Buttonwood to Billions: A History of The US Stock Market


Copyright (c) 2010 John Howell The US stock market, also known as the New York Stock Exchange (NYSE) is by far the largest stock exchange by market capitalization in the world. By May of 2010, its listed companies represented US$12.25 trillion of the world's money. In the 18th century, when the US stock market got its start, those numbers would have been practically unimaginable. History tells us that the US stock market began when 24 stock brokers met in New York City to sign the Buttonwood Agreement on May 17, 1792. It's no coincidence that it's called that - the signers met outside of a building at 68 Wall Street under a buttonwood tree. At the time, New York City was the first capital of the United States. The buttonwood signers met in a room at 40 Wall Street where the stocks and exchanges of the US stock market's budding businesses began. In 1817, the organization drafted a constitution to officially rename the US stock market the "New York Stock and Exchange Board". The name was later shortened to "New York Stock Exchange" in 1863. By 1901, the US stock market had increased its volume of stocks six fold and a larger space was needed to accommodate all of the stock brokers. A new building, the US stock market's current home, was constructed at 18 Broad Street and opened on April 22, 1903. At the time, the building's 109 x 140 foot trading floor was one of the largest interior spaces in New York City.
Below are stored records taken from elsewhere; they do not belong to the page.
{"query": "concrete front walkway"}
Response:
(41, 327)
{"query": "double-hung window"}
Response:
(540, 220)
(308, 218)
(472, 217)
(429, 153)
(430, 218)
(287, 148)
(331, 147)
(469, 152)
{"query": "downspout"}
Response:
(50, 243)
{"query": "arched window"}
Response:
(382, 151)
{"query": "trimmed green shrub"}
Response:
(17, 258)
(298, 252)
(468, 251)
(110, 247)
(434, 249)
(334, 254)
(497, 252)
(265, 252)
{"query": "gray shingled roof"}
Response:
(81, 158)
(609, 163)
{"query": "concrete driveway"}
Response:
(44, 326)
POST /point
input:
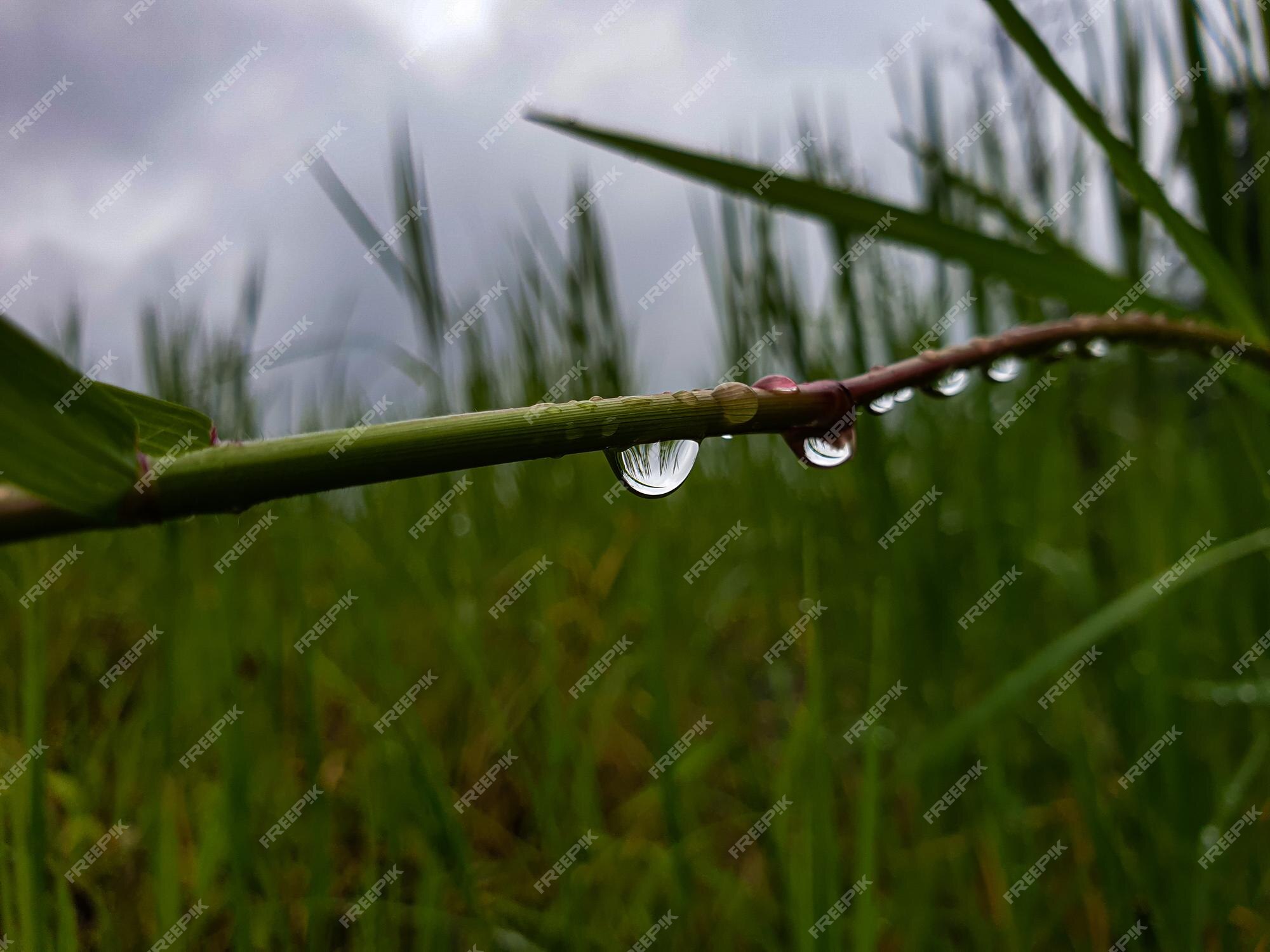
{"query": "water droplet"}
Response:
(825, 455)
(951, 384)
(1098, 347)
(882, 406)
(1005, 369)
(775, 383)
(653, 470)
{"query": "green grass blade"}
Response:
(1224, 285)
(1042, 274)
(1098, 628)
(81, 455)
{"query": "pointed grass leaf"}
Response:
(164, 427)
(77, 450)
(1224, 284)
(1042, 274)
(1059, 654)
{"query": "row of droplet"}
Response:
(656, 470)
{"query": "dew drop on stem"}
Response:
(655, 470)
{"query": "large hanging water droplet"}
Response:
(655, 470)
(951, 384)
(1097, 347)
(883, 404)
(1005, 369)
(825, 455)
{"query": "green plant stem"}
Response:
(234, 477)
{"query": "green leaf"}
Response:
(164, 427)
(1043, 274)
(1224, 285)
(1057, 656)
(78, 451)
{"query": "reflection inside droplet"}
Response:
(1098, 347)
(653, 470)
(826, 455)
(883, 404)
(1066, 350)
(1005, 369)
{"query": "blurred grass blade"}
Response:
(1045, 274)
(164, 427)
(360, 223)
(1224, 285)
(83, 459)
(1098, 628)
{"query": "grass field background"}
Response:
(617, 571)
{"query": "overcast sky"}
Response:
(138, 95)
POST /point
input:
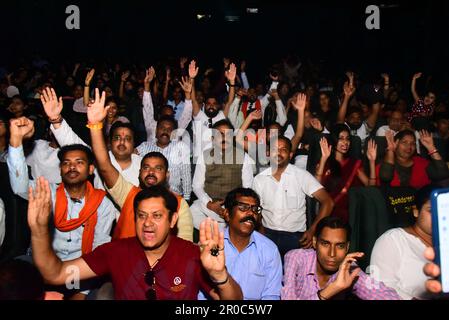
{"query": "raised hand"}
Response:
(255, 115)
(345, 278)
(391, 144)
(231, 73)
(96, 111)
(20, 128)
(348, 89)
(243, 66)
(417, 75)
(427, 140)
(39, 206)
(193, 69)
(371, 152)
(52, 105)
(299, 103)
(125, 75)
(186, 84)
(212, 250)
(182, 62)
(89, 77)
(149, 76)
(316, 124)
(326, 149)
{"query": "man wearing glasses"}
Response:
(252, 259)
(153, 265)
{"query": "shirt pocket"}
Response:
(292, 201)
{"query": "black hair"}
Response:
(333, 223)
(76, 147)
(170, 119)
(158, 191)
(231, 197)
(20, 280)
(404, 133)
(155, 154)
(224, 122)
(120, 124)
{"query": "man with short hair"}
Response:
(252, 259)
(327, 271)
(283, 189)
(153, 171)
(152, 265)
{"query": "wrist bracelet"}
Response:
(57, 120)
(96, 126)
(219, 283)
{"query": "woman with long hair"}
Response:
(337, 171)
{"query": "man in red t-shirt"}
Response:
(153, 265)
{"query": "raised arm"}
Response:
(53, 270)
(326, 150)
(193, 72)
(96, 113)
(123, 78)
(230, 75)
(300, 105)
(87, 82)
(167, 83)
(348, 91)
(416, 76)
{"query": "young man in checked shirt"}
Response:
(328, 271)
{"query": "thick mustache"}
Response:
(249, 218)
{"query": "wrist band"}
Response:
(96, 126)
(57, 120)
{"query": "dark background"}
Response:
(413, 36)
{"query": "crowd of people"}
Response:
(181, 181)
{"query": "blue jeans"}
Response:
(285, 241)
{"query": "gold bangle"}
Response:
(95, 126)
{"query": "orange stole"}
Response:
(88, 215)
(126, 225)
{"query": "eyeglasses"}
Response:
(244, 207)
(151, 281)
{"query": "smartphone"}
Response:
(440, 233)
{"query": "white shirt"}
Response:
(200, 177)
(65, 136)
(44, 162)
(284, 201)
(397, 260)
(202, 134)
(2, 222)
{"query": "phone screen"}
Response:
(441, 218)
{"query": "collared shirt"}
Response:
(202, 133)
(67, 245)
(44, 162)
(301, 281)
(199, 177)
(66, 136)
(257, 269)
(284, 201)
(178, 156)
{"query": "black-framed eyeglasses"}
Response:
(150, 280)
(244, 207)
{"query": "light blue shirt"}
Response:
(67, 245)
(257, 269)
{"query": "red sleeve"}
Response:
(98, 260)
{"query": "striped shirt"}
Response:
(301, 281)
(178, 156)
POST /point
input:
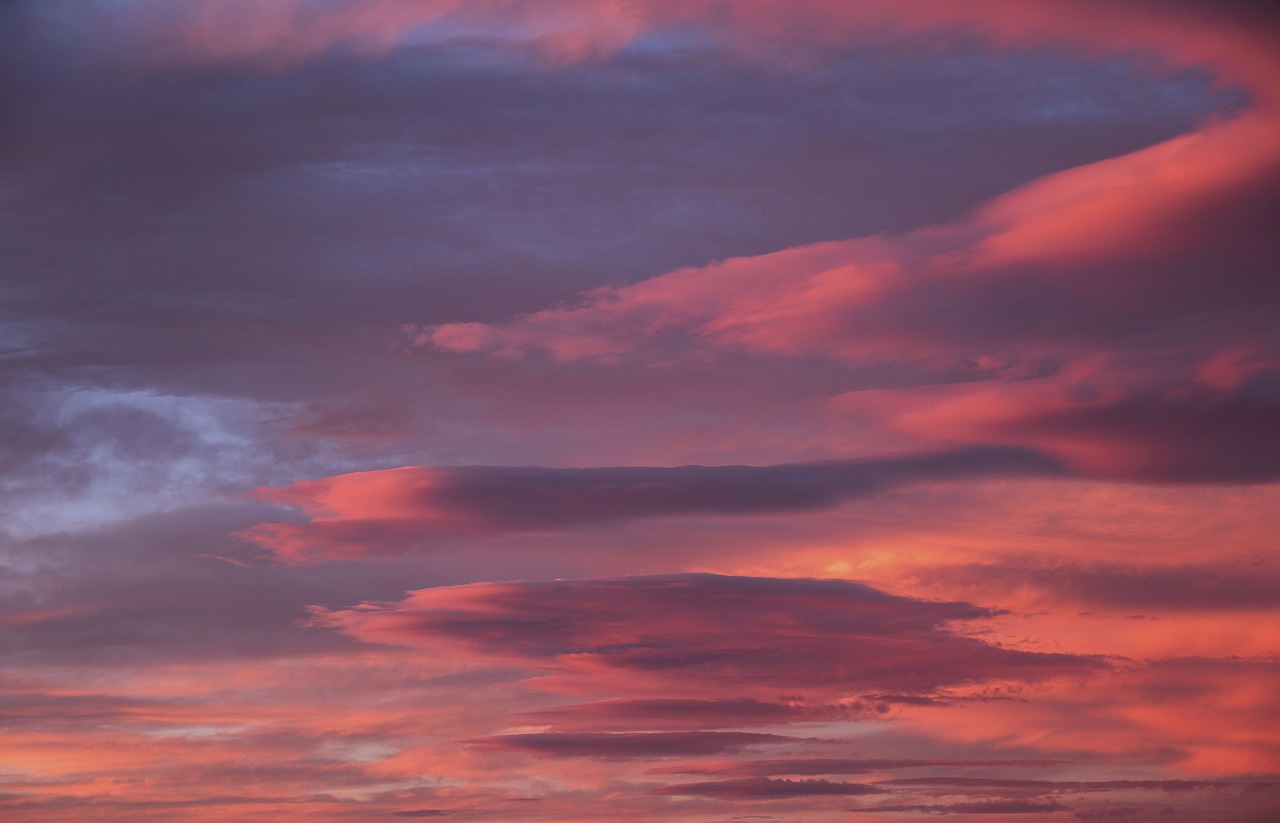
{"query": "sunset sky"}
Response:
(691, 411)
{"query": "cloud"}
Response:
(387, 512)
(698, 713)
(688, 635)
(630, 745)
(753, 789)
(842, 766)
(1165, 589)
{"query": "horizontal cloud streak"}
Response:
(385, 512)
(685, 634)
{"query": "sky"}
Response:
(772, 411)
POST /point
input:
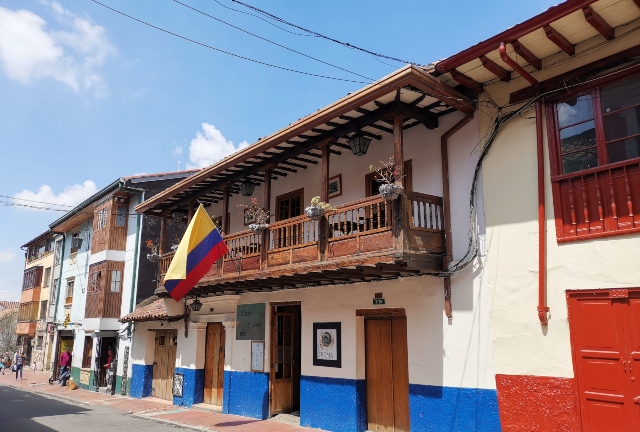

Today, the building is listed as a National Historic Landmark. Perhaps the most important and pivotal moment in the US Stock Market history came with the Crash of 1929. On October 29, 1929, stock prices began to plummet from what had been an unprecedented high and continued to fall for a full month afterward. That week alone, the US stock market lost $30 billion in value. The resulting "crash" set off a series of events that led to The Great Depression, the most devastating economic slump in United States History. Most recently, the United States' stock market experienced what has been called a Flash Crash when 998-point loss was posted and then suddenly rebounded within a matter of minutes. It was thought that the crash was caused by a keying error called the "fat-finger trade" during a sell by homegoods giant Proctor and Gamble, but the Securities and Exchange Commission has published a report saying it's not clear what was to blame.